I went back into Stockman’s and started eating, my face hot and bright in the bar mirror, my food now as tasteless as cardboard.
“You lose your Kool-Aid out there?” Clete said.
“I wouldn’t necessarily call it that.”
He clasped his big hand on the back of my neck, his face suffused with a grin. “You’re an awful liar, Streak.”
“We need to do something about this crap.”
“We take it to them with tongs, big mon.”
“You’re my kind of situational philosopher, Cletus,” I replied.
“Give us fresh coffee and another plate of spuds and a bowl of gravy on the side, will you?” Clete said to the bartender.
REVEREND SONNY CLICK wasn’t hard to find. He was listed in the Missoula phone directory in the Yellow Pages under the heading “Church” and the subheading “Charismatic Churches.” His particular church was called the Wings of the Dove. Where was its location? Nowhere. He operated out of a farmhouse east of Rock Creek, and his church consisted of a sleek red twin-engine plane that he kept in a tin shed in a meadow bordered by the Clark Fork River on one side and a rock-sheer mountain on the other.
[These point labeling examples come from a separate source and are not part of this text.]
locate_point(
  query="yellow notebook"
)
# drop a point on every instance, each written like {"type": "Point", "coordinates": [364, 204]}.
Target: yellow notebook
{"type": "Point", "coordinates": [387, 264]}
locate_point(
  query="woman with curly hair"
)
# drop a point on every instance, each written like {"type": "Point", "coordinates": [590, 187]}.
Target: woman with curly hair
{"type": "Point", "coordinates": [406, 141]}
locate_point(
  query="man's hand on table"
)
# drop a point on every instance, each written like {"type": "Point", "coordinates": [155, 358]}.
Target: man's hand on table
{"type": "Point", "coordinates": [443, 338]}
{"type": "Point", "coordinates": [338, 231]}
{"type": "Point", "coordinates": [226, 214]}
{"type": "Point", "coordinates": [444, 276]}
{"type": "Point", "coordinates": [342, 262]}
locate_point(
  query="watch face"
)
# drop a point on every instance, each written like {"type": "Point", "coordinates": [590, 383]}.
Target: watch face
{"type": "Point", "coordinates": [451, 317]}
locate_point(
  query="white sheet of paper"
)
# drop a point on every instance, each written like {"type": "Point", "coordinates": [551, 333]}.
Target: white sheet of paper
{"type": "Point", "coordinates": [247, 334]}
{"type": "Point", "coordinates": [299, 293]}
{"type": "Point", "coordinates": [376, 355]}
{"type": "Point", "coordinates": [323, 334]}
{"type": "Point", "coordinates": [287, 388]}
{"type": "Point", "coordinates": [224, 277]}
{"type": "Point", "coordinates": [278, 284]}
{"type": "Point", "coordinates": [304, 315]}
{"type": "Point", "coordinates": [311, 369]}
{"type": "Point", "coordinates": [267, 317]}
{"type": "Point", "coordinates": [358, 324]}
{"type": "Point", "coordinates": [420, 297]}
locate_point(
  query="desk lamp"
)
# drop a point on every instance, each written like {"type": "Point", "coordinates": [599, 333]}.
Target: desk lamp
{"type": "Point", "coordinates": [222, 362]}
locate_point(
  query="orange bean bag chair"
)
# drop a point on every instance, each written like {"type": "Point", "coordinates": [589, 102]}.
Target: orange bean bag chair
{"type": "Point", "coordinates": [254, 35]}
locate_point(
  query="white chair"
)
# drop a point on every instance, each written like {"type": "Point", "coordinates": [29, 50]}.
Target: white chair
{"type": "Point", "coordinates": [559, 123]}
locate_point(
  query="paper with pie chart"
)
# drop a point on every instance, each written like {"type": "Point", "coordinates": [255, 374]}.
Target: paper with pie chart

“You’re sure this is the same guy who was at the revival on the res?” Clete said, getting out of the Caddy.
“Wait till you see him.”
“What’s different about this guy?”
“It’s not what’s different, it’s what’s the same. Every one of these guys looks like an actor playing a charlatan. I’ve never understood how anyone can look at their faces on a television screen and send them money.”
“Check out the audience on the wrestling channel,” Clete said, not really listening. “Is that the guy?”
A man had emerged from the front door of the farmhouse, his features dark with shadow under the porch roof. As soon as he reached the sunlight, he was wearing a smile that had not been there seconds earlier. His stylized beard made me think of lines of black ants running from under his earlobes, down his lower jawbone, and up to the corners of his mouth. He wore no coat but had on a white dress shirt and a silver tie tucked inside a sequined vest. There were rings on his fingers and two fine chains, one gold and one silver, looped around his neck.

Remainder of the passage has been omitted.